I am starting to feel around for a way to transfer to another part of the old salt mine. The work is getting stale, and three years of being an afterthought are enough for anyone. I will probably be an afterthought wherever I go, but it won't be so noticeable at first. I am going to shoot for something here in Vancouver, Wa. I am quite tired of paying Oregon Taxes.Whenever someone writes something that I was trying to say better that I would be able to say it, I will just attempt to disguise my envy and applaud their efforts.
Demetrius over at "The Cynical Tendancy" wrote this today. Please spend some time over at his place. It is pleasant and the thoughts are quite well done.
Retreat from Abundance
Another difficult week, why is everything so complicated? The way that time evaporates when you first address what may have been once a simple thing is alarming, especially when time is now something to be treasured.
But it all seems to be a developing shambles. The Greeks had a myth for it with Sisyphus (Wikipedia) which seems to be what the future looks like for them. It means to have an endless uphill struggle with no respite.
What is not recognised because the idea is so unpopular is that having gone uphill for so long the West is heading downhill with gathering pace. The Retreat From Abundance is under way compounded by the increasing gap between those that have and those that have not.

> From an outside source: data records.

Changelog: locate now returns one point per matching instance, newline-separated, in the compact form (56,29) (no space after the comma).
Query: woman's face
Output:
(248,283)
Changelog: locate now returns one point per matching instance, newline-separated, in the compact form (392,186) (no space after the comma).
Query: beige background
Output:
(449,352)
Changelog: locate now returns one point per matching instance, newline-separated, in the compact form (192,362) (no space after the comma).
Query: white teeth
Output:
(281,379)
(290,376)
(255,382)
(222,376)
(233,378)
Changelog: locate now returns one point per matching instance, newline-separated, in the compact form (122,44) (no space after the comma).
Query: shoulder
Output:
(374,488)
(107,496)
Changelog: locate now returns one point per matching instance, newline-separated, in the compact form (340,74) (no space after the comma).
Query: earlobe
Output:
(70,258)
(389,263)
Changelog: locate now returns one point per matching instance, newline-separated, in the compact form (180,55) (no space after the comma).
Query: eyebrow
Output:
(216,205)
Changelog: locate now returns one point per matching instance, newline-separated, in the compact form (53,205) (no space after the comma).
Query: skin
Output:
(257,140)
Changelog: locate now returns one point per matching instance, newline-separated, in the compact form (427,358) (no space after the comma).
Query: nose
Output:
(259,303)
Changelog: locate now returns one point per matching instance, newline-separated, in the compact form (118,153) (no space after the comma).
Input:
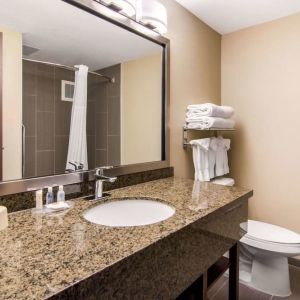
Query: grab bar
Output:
(23,149)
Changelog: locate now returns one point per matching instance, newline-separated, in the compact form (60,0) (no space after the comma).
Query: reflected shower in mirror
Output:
(78,93)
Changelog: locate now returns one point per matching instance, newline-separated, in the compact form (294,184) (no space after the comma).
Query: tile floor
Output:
(219,291)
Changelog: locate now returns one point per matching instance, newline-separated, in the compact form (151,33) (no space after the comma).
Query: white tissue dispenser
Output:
(3,217)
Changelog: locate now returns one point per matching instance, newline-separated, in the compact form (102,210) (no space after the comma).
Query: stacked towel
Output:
(209,115)
(210,157)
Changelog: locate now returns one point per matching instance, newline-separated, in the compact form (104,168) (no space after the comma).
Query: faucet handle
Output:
(99,171)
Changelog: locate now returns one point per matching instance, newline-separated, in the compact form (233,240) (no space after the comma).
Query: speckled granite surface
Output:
(21,201)
(65,257)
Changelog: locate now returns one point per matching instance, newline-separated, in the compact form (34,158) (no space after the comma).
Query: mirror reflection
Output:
(78,93)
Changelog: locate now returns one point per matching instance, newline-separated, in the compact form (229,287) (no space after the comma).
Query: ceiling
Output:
(67,35)
(226,16)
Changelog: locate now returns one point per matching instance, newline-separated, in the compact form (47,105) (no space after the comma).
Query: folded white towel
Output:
(209,122)
(224,181)
(209,110)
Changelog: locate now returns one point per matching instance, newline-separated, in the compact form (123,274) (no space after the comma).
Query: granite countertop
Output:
(41,255)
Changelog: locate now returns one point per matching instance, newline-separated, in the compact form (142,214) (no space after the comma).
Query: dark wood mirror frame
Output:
(101,11)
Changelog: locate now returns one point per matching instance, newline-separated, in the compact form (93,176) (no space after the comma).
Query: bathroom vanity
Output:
(63,256)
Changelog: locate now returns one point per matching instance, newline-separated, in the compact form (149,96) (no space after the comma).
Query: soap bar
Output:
(3,217)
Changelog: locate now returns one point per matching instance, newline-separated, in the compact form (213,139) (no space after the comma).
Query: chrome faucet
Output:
(99,179)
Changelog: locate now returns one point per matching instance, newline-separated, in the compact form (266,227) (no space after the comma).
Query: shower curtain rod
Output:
(111,79)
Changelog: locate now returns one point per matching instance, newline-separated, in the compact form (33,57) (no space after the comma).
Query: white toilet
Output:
(264,252)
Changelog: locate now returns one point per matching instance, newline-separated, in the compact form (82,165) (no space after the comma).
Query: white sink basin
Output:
(129,212)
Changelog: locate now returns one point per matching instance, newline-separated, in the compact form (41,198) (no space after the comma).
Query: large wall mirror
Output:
(78,91)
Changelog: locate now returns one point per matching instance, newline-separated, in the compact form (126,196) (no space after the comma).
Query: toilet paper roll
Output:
(3,217)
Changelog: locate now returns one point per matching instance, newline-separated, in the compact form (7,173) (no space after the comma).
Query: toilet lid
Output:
(271,233)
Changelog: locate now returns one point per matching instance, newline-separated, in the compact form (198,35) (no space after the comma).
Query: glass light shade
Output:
(153,14)
(127,7)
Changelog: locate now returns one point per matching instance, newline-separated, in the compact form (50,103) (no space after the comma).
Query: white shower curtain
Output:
(77,151)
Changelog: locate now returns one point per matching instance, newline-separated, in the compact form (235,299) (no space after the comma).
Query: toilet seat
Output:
(270,237)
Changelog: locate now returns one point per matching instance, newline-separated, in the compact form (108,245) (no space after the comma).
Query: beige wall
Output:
(12,104)
(261,79)
(195,75)
(141,110)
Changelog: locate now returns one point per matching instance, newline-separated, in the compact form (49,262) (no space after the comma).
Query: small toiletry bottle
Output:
(39,200)
(3,217)
(49,196)
(60,194)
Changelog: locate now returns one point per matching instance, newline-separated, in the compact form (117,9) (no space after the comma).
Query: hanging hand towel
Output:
(212,153)
(210,110)
(77,150)
(209,122)
(200,157)
(221,156)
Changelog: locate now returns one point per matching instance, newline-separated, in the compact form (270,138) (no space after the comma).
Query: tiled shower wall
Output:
(47,119)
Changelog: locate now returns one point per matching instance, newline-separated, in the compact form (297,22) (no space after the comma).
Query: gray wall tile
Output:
(101,158)
(113,150)
(45,131)
(101,130)
(29,115)
(45,163)
(61,152)
(30,163)
(45,88)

The question is what kind of retreat will it be? Is it a retreat to The Lines Of Torres Vedras? Is it a Retreat From Mons? Or is it a Retreat From Moscow. The diagram above is one of the first major statistical representations of figures in charts and vividly shows the collapse in the French Army fleeing Moscow and the Russian Winter.

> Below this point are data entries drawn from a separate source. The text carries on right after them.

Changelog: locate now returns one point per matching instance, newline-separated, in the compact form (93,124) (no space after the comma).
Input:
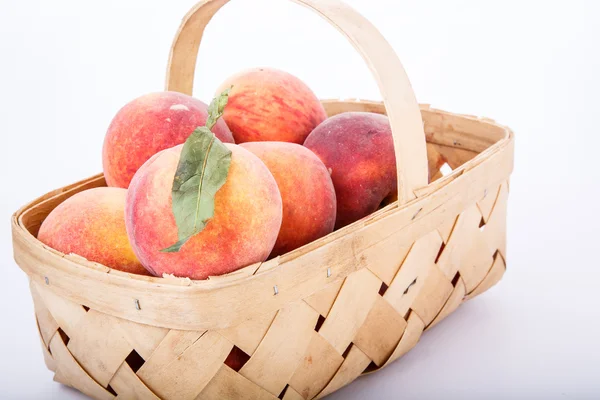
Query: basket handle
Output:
(398,96)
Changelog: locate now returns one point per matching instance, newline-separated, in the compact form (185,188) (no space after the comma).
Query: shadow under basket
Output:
(308,322)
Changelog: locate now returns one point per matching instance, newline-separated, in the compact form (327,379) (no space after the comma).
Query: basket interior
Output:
(453,144)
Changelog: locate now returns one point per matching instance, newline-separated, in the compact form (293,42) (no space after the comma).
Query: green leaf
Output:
(216,108)
(202,170)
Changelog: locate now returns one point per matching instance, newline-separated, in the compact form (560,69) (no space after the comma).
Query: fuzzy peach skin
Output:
(92,224)
(309,206)
(266,104)
(244,228)
(358,150)
(147,125)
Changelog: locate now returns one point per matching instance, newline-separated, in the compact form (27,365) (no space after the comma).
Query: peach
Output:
(266,104)
(243,230)
(307,192)
(92,224)
(147,125)
(358,150)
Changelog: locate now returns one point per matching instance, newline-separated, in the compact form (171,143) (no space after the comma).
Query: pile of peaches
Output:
(294,176)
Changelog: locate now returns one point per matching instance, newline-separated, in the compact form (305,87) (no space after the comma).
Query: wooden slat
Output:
(354,364)
(350,309)
(70,373)
(291,394)
(319,365)
(47,325)
(322,301)
(493,276)
(381,332)
(48,360)
(422,254)
(478,259)
(386,257)
(454,156)
(248,335)
(445,229)
(66,313)
(206,305)
(143,338)
(494,232)
(431,295)
(187,375)
(453,256)
(128,386)
(99,346)
(412,334)
(282,349)
(228,384)
(486,203)
(455,299)
(171,347)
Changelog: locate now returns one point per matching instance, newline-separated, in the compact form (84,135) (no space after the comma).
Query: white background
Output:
(66,66)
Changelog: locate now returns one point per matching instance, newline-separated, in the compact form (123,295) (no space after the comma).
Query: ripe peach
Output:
(92,224)
(147,125)
(358,150)
(306,190)
(266,104)
(244,228)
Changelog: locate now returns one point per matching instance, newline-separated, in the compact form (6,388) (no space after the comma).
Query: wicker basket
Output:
(313,320)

In 1812 Napoleon marched an Army of half a million men against Russia, quite why I have never really understood. The French often relied for supplies of food and forage etc. by living off the land they occupied. This may have seemed economic but unluckily left large numbers of angry locals behind them.

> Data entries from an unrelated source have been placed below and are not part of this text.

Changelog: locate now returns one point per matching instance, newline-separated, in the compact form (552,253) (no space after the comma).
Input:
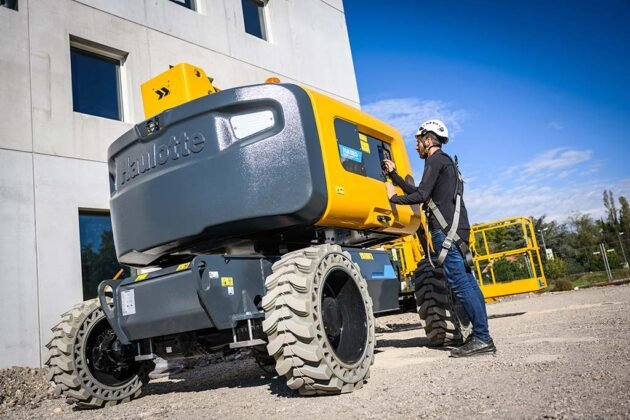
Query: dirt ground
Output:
(560,355)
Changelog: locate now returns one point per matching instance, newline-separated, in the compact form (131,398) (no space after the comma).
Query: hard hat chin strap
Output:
(428,149)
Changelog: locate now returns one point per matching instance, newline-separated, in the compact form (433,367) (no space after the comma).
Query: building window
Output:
(254,18)
(359,153)
(10,4)
(188,4)
(96,86)
(98,256)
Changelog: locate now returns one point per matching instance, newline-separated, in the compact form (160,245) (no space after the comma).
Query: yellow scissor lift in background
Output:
(514,269)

The Russians gave ground and then more ground and even left Moscow to the French. The consequence was that when winter came the French were not prepared and a scorched earth policy had left them badly short of supplies. The Army that had invaded Russia was reduced to a few straggling thousands barely alive.
The Retreat From Mons was another matter in August and September 1914. After encountering the full weight of a well equipped and larger German Army the British and French had to retreat to a more tenable defensive position and hope to hold the line and prevent either the loss of Paris or a breakthrough in the north.
It was touch and go and for the troops on the ground a desperate business compounded by all the difficulties of communication and decision. “The biggest shambles since Mons” was a common way of describing foul ups and unholy messes for a long time. But the British and French just about held on and managed to stop the German advance.
Much less known these days is the 1810 retreat to the Lines Of Torres Vedras in Portugal. Wellington, having won at Talavera realised that he did not have enough troops or support to hold the French and retreated to prepared positions to sit out the winter, regroup and build up strength and supplies.
The French were left in territory to which a scorched earth policy had been applied and needing for forage widely across country to stay alive again running into trouble with the local population. When Wellington moved out, his command of ground and ability to out march the French and critically the supply chain he created meant he could reclaim the Peninsula from the French.